Le coupable serait donc l’alimentation ? En étudiant le contenu des estomacs d’anchois et de sardines, les scientifiques ont montré que les proies ingérées étaient plus petites que dans les années 1990. « Les populations de sardines et d’anchois seraient affectées par un changement de la communauté planctonique, constituée d’espèces moins énergétiques qu’avant. Cette baisse de qualité du plancton serait liée non pas à la pêche mais bien à des changements environnementaux (tels que la température, le débit du Rhône, etc.» Moins d’énergie, moins de gras, moins de croissance ?

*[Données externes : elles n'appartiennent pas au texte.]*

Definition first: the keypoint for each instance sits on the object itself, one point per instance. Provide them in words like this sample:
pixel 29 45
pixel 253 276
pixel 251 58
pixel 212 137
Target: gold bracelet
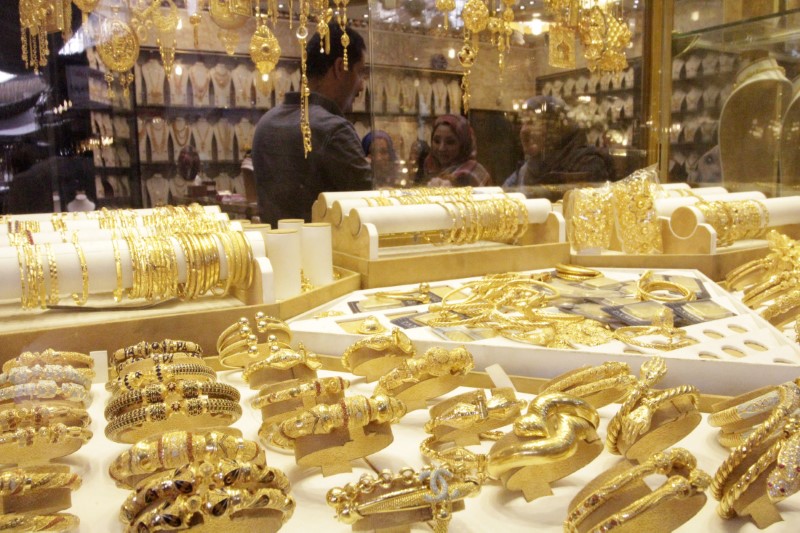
pixel 376 355
pixel 29 445
pixel 407 497
pixel 463 418
pixel 749 409
pixel 58 373
pixel 199 477
pixel 71 393
pixel 200 413
pixel 166 393
pixel 556 437
pixel 162 374
pixel 685 486
pixel 418 379
pixel 50 357
pixel 597 385
pixel 350 413
pixel 49 523
pixel 174 449
pixel 258 509
pixel 282 363
pixel 41 416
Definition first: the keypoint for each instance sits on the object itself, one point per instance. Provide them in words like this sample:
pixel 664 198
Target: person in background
pixel 289 180
pixel 380 152
pixel 556 147
pixel 451 162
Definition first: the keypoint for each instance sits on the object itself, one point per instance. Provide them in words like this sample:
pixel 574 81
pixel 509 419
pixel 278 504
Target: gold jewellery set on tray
pixel 43 416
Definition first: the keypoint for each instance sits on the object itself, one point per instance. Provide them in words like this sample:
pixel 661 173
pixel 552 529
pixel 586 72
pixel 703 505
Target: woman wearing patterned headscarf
pixel 451 161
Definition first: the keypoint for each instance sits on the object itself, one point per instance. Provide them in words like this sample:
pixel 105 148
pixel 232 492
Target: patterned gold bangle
pixel 198 477
pixel 29 445
pixel 598 385
pixel 350 413
pixel 72 393
pixel 20 481
pixel 168 392
pixel 282 362
pixel 50 357
pixel 58 373
pixel 463 418
pixel 50 523
pixel 684 482
pixel 374 499
pixel 162 374
pixel 172 449
pixel 42 415
pixel 199 413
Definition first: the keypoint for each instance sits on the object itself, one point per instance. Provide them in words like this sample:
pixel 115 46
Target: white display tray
pixel 733 355
pixel 98 501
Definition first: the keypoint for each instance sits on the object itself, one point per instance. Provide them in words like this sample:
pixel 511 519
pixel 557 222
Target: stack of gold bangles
pixel 167 395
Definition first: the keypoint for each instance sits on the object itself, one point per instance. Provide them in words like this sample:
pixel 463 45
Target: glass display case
pixel 729 105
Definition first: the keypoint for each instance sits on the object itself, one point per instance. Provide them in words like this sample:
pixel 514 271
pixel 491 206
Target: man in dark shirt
pixel 288 181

La reproduction plutôt que la croissance

Malgré cette diminution dans l’apport d’énergie, les sardines et les anchois se reproduisent plus qu’ils ne grossissent. Ils commencent à se reproduire plus jeunes et développent des gonades (glande sexuelle reproductrice) toujours aussi grosses, voire plus, proportionnellement à leur taille. Cela explique également pourquoi la durée de vie des sardines et anchois « nouvelle génération » est plus faible : en favorisant la reproduction au détriment de la croissance, les poissons mettent en danger leur survie sur le long terme. « Au-delà d’EcolPelGol, nous poursuivons nos recherches pour mieux comprendre les liens entre croissance, reproduction et conditions environnementales » souligne Claire Saraux. « Pour cela, nous avons commencé des tests de mise en captivité des sardines. Les premiers résultats semblent confirmer qu’il est possible pour les sardines en captivité de reconstituer rapidement leurs réserves et de rétablir leur croissance.»
 
Les petits pélagiques, c’est quoi ? On appelle poissons pélagiques les poissons qui nagent entre deux eaux. Les thons, les marlins, les espadons… sont des grands pélagiques. Les sardines, anchois, harengs … sont des petits pélagiques. On les nomme également « poissons bleus ». Les petits pélagiques sont des espèces clefs de voûte de l’écosystème de par leur place centrale dans la chaîne alimentaire. Ces espèces représentent un enjeu économique très important pour les pêcheries françaises. 50% des poissons pêchés en Méditerranée sont des sardines et des anchois. « Le fait que les sardines et les anchois soient petits et maigres pose vraiment un problème de revenu aux pêcheurs », souligne Claire Saraux. « Il n’y a pas de marché pour des poissons si petits et avec si peu de gras. Le prix d’achat est très bas et la rentabilité n’est plus suffisante pour les pêcheurs. Résultat, l’activité de pêche est devenue très opportuniste, par exemple en été, quand la sardine est proche de la côte autour de Port-Vendres (Pyrénées Orientales) et qu’il y a un marché local très développé
 
[1] L’Unité Mixte de Recherche (UMR) MARBEC, MARine Biodiversity, Exploitation and Conservation, est l’un des plus importants laboratoires travaillant sur la biodiversité marine et ses usages en France avec environ 230 agents, dont 80 chercheurs et enseignants-chercheurs. MARBEC est implantée à Sète, Montpellier et Palavas-les-Flots, ainsi que dans l’océan Indien, en Asie, en Afrique et en Amérique du Sud. Elle étudie la biodiversité marine des écosystèmes lagunaires, côtiers et hauturiers, principalement méditerranéens et tropicaux.